Everybody’s talking about last night’s all-new episode of “Game of Thrones!” Now I won’t give away any spoilers -- but I will say they killed off the Starbucks cup.
“Game of Thrones” might be winding down, but “The Bachelorette” is just getting started! The season premiere was tonight, and you can tell they’re trying to copy the success of “Game of Thrones,” cuz one of the contestants is her brother.
President Trump is in a trade war with China, and I saw that Chinese officials said that, “No one should expect China to swallow bitter fruit.” Then Trump fired back, “I believe the word is ‘vegetable.’”
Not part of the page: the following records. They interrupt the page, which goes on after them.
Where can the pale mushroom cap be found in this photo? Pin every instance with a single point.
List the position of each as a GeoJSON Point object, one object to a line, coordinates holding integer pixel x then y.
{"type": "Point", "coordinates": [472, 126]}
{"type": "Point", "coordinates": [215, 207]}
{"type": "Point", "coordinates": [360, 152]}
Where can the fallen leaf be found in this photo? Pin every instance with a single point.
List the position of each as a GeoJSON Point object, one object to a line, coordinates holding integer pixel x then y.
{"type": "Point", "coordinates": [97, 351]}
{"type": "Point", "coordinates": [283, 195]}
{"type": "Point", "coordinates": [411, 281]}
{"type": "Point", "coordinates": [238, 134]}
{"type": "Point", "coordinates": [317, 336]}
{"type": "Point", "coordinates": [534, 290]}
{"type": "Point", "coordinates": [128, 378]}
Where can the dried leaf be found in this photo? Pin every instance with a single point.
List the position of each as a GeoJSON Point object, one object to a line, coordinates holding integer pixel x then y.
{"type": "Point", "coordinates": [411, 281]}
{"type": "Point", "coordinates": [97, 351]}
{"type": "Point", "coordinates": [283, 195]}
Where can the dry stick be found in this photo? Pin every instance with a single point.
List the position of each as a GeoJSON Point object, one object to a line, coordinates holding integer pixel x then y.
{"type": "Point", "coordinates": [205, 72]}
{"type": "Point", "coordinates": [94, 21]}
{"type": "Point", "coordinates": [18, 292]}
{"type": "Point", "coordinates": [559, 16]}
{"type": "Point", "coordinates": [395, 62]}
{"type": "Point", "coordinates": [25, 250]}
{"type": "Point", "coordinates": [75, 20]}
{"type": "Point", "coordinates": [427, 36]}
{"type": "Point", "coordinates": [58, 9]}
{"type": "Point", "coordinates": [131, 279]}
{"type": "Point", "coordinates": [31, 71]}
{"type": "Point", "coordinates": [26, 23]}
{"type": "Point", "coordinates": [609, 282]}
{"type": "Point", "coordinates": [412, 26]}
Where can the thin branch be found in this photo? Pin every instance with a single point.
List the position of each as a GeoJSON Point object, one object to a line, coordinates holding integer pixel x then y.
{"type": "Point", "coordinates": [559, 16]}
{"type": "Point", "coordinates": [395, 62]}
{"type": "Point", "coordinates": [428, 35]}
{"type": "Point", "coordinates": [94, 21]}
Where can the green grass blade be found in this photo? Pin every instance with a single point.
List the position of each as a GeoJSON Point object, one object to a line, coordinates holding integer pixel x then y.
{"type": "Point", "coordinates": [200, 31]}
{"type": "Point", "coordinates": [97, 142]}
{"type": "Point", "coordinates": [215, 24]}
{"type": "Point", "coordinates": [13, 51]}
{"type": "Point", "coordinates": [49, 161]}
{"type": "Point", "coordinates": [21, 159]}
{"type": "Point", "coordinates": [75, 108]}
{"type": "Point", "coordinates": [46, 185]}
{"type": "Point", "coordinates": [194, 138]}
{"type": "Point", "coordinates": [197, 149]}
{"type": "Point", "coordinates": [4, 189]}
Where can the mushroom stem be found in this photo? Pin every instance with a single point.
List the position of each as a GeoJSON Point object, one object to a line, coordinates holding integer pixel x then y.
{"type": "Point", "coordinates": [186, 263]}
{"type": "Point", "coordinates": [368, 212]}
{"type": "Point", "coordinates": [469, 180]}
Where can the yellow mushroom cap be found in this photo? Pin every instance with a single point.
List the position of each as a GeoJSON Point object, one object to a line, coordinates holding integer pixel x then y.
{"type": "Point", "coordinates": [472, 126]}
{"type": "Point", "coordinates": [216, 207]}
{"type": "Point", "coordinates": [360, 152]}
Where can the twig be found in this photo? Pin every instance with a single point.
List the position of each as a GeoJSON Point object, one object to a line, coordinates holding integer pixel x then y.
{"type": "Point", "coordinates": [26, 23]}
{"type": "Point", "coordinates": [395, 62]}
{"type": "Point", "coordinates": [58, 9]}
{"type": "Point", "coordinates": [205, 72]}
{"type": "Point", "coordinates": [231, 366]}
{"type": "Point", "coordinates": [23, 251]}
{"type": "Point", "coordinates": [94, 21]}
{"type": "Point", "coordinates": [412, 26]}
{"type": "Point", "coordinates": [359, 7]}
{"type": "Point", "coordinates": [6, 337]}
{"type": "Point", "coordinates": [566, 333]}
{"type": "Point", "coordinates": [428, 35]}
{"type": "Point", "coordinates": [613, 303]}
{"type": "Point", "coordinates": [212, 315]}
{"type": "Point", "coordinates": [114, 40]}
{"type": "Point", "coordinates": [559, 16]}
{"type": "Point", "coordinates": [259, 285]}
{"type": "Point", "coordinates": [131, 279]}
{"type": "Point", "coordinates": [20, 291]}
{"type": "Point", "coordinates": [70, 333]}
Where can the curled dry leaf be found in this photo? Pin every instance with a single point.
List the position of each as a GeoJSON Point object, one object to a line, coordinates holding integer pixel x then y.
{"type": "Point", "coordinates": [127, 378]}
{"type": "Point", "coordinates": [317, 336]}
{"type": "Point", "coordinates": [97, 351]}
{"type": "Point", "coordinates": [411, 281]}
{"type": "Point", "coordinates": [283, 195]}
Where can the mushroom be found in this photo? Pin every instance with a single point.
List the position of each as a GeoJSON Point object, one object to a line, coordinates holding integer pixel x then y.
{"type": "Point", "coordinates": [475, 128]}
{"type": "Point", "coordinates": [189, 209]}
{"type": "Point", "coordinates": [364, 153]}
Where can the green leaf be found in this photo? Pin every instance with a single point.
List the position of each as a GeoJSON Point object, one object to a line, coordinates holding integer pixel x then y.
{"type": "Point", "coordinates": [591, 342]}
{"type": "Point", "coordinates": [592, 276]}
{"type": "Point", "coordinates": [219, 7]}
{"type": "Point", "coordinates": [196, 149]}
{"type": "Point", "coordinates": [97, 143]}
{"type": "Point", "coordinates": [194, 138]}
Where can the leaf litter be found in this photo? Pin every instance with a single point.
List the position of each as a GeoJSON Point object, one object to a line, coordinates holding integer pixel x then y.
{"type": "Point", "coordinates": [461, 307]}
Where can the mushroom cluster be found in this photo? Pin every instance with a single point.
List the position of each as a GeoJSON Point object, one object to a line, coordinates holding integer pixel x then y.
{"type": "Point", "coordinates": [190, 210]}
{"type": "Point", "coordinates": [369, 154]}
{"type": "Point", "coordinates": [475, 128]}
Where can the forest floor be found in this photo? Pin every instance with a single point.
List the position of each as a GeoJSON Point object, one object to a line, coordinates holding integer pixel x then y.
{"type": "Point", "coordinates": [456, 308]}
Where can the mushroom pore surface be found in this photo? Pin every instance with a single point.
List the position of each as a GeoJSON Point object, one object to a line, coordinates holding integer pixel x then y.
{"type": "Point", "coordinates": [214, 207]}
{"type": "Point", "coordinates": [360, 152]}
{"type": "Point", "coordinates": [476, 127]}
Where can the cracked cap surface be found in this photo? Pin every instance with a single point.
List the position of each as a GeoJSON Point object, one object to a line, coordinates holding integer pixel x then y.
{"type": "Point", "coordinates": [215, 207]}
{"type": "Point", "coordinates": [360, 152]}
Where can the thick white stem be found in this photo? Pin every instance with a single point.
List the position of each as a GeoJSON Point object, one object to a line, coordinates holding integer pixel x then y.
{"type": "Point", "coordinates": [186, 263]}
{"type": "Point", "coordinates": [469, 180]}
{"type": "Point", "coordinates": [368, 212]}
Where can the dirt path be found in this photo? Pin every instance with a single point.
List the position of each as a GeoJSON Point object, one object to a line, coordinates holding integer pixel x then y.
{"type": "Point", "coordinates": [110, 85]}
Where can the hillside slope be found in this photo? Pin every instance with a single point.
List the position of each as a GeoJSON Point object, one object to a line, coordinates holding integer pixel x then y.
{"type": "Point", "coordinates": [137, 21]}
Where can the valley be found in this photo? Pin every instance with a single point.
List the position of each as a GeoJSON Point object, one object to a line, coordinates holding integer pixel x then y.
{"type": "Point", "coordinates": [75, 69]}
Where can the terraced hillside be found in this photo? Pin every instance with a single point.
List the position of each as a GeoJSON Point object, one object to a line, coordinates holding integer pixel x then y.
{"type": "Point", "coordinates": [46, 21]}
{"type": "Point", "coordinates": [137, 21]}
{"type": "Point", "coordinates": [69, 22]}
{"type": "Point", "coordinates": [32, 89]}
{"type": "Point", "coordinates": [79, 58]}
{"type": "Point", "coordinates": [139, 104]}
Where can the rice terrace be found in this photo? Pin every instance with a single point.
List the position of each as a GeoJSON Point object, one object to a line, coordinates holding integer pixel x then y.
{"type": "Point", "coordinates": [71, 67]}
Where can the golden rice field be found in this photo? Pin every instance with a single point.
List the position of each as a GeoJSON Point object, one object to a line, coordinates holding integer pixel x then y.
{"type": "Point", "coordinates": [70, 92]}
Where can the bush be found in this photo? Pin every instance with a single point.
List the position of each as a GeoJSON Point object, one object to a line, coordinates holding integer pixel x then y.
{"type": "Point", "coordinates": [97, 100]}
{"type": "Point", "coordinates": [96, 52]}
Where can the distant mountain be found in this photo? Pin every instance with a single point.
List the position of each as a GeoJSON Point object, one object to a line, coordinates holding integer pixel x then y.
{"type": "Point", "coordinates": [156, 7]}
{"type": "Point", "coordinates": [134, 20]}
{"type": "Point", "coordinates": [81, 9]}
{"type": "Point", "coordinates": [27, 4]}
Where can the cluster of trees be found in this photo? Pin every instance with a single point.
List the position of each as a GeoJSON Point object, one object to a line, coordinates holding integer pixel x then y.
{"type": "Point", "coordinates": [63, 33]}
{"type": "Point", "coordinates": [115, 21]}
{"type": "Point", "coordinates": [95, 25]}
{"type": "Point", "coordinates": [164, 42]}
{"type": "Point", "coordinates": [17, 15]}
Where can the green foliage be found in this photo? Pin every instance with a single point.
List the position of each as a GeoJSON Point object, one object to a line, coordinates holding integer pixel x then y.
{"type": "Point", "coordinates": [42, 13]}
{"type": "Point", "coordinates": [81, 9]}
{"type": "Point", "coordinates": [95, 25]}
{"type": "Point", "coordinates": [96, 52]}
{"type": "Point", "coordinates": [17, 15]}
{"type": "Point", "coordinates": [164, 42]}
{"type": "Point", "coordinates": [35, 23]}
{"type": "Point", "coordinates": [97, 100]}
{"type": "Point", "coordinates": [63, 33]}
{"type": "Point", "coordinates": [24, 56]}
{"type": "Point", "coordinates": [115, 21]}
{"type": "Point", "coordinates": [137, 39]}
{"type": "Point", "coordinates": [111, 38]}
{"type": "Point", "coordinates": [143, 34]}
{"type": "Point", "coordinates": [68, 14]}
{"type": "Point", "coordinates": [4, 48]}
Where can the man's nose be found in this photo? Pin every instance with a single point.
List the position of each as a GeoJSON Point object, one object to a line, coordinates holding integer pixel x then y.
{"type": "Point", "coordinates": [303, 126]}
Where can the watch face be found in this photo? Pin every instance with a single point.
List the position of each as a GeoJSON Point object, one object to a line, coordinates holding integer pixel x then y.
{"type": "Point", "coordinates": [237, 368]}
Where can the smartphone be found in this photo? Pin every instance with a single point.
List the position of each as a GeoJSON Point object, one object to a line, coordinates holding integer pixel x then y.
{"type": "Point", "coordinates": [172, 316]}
Jimmy Fallon Quotables 5.14.19
It’s supposed to be Spring, but today it actually snowed in some parts of the country. People were like, “Where’s Daenerys and her dragon when you NEED them?!”
The president’s trade war isn’t letting up. After he decided to tax things we get from China, they decided to tax things they get from us -- and experts are calling it “tit for tat.” Then Trump was like, “Let’s trade all our tat for tit.”
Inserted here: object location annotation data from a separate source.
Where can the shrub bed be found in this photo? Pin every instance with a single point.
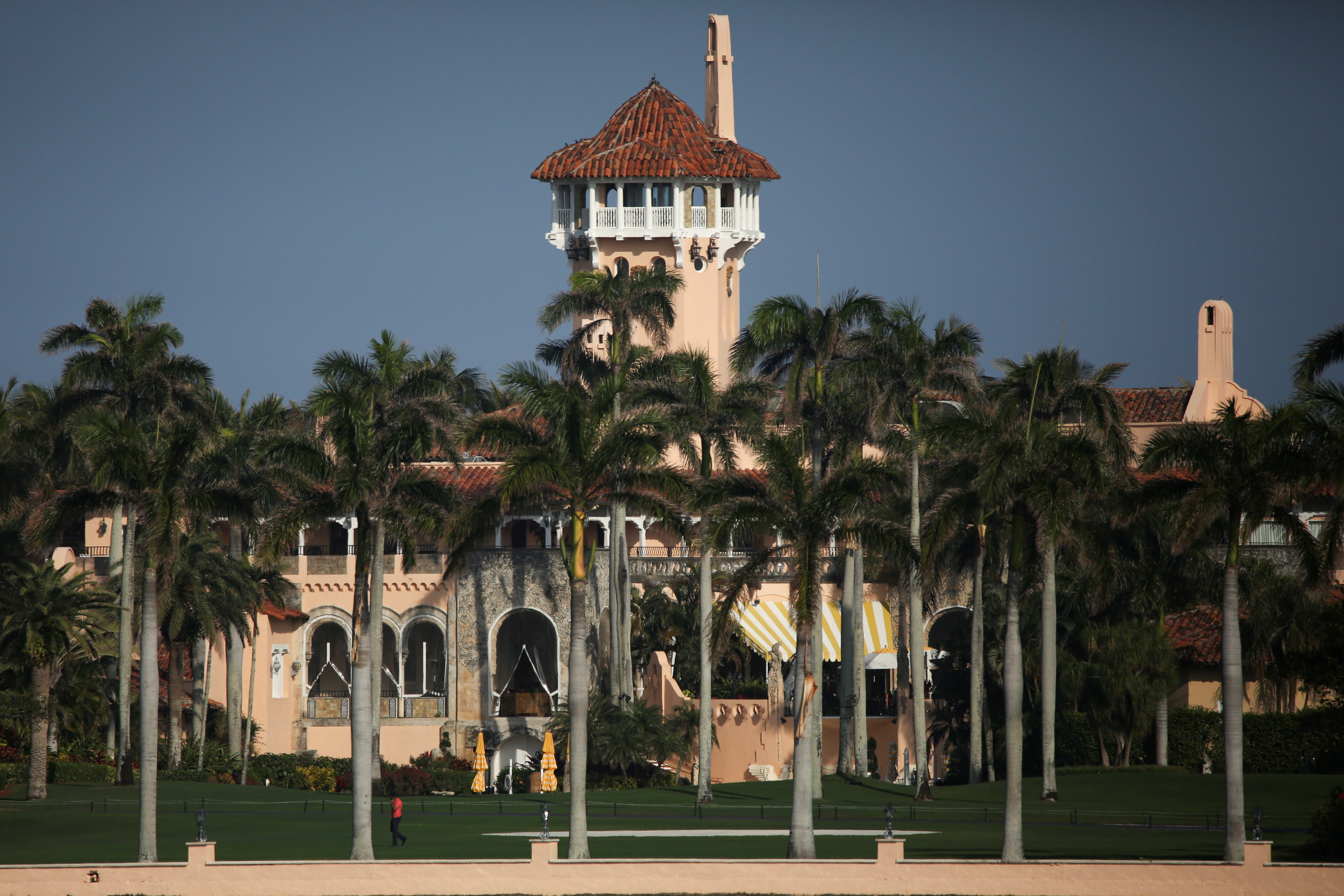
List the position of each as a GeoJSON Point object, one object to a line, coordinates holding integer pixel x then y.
{"type": "Point", "coordinates": [1311, 741]}
{"type": "Point", "coordinates": [62, 772]}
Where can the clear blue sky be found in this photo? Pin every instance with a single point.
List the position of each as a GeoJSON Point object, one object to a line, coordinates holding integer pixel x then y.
{"type": "Point", "coordinates": [298, 177]}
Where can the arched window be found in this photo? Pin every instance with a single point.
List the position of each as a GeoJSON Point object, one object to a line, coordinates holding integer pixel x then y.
{"type": "Point", "coordinates": [525, 671]}
{"type": "Point", "coordinates": [328, 672]}
{"type": "Point", "coordinates": [425, 660]}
I read that China already raised tariffs on wine, hair gel, swimsuits, and condoms, and that might not affect you, but it’s gonna cripple the Bachelor mansion.
I saw that the CEO of Bed Bath & Beyond is stepping down. He was supposed to leave Bed Bath & Beyond last month, but he kept seeing things he needed.
Jimmy Fallon Quotables 5.15.19
Howard Stern is my guest tonight! The guy is a legend! He’s known for saying obviously outrageous, shocking, and sometimes even offensive things. With that kind of resumé - he shouldn’t be writing a book – he should be running for president! That’s right, he’s got a new book out, and it’s already a best seller! You can tell the book’s huge cuz for the first time in years, someone actually walked into a Barnes & Noble.
It’s pretty cool. This is the first book Howard’s written in 24 years. One book in 24 years! When he heard that, George R.R. Martin was like, “Wow, this guy is fast!”
Tonight we also have music from “Of Monsters and Men!” Not only is "Of Monsters and Men" a great name for a band, but it’s also how most women describe the Alabama Senate.
Today is May 15th. It’s the day everyone in Alabama set their clocks back 50 years.
Last night, Donald Trump Jr. agreed to testify before a Senate Committee, but only for a maximum of four hours. Apparently that’s as long as Don Jr. can leave Eric outside in the car.
Jimmy Fallon Quotables 5.16.19
After 12 years, today was the final episode of “The Big Bang Theory.” But don’t worry, it was also the beginning of a brand new comedy -- Bill de Blasio’s presidential campaign.
New York Mayor Bill de Blasio joined the race, and a lot of people were surprised cuz his poll numbers are pretty bad. Right now, just 21 percent of New Yorkers support him running. To put that in perspective, 22 percent of New Yorkers support a wet seat on the subway.
I heard that right after he made his announcement, de Blasio left to go campaign in Iowa. Then when he got stuck at LaGuardia for six hours, he was like, “Friggin’ de Blasio!”
Today, President Trump revealed his new immigration plan. Not for the border -- he’s trying to stop every woman from leaving Alabama.
Prince Harry and Meghan Markle might be raising their new baby to be a vegan. So what a day that’ll be – finding out you’re a prince, but then finding out you’re vegan.
Jimmy Fallon Quotables 5.17.19
Let’s talk about this new law in Alabama. After they passed a bill restricting women’s reproductive rights, I saw that Missouri passed something similar. The lawmakers are proud of themselves now, but that’ll change when they look around like, “Hey, where’d all the women go?”
Even televangelist Pat Robertson said the Alabama law goes “too far.” Pat Robertson! That’s like Snoop Dogg telling Seth Rogen, “Bro, ease up on the weed.”
This week in New Hampshire, Joe Biden went to a house party where he told a group of supporters that he wants to decriminalize marijuana, and then a group of people out on the back deck were like, “Way ahead of you, buddy!”
I heard about a conservative radio station in Connecticut that’s renaming itself “Trump 103.3,” which is fitting, cuz that’s also what Trump tells people his approval rating is.
One of the big movies out this weekend is “A Dog’s Journey,” and I heard it’s been making everyone cry. Though it’s weird when you see someone crying and you’re like, “A Dog’s Journey?” and they’re like, “No, ‘Detective Pikachu.’”
“A Dog’s Journey” is in theaters, and so is “John Wick: Chapter 3.” But if you saw the first John Wick, you know “A Dog’s Journey” does not end well.
A couple at a restaurant in the UK ordered some regular wine, but their server accidentally gave them a 6,000 dollar bottle, and then the waiter was like, “Can I close out your check now, cuz I’m about to be fired.”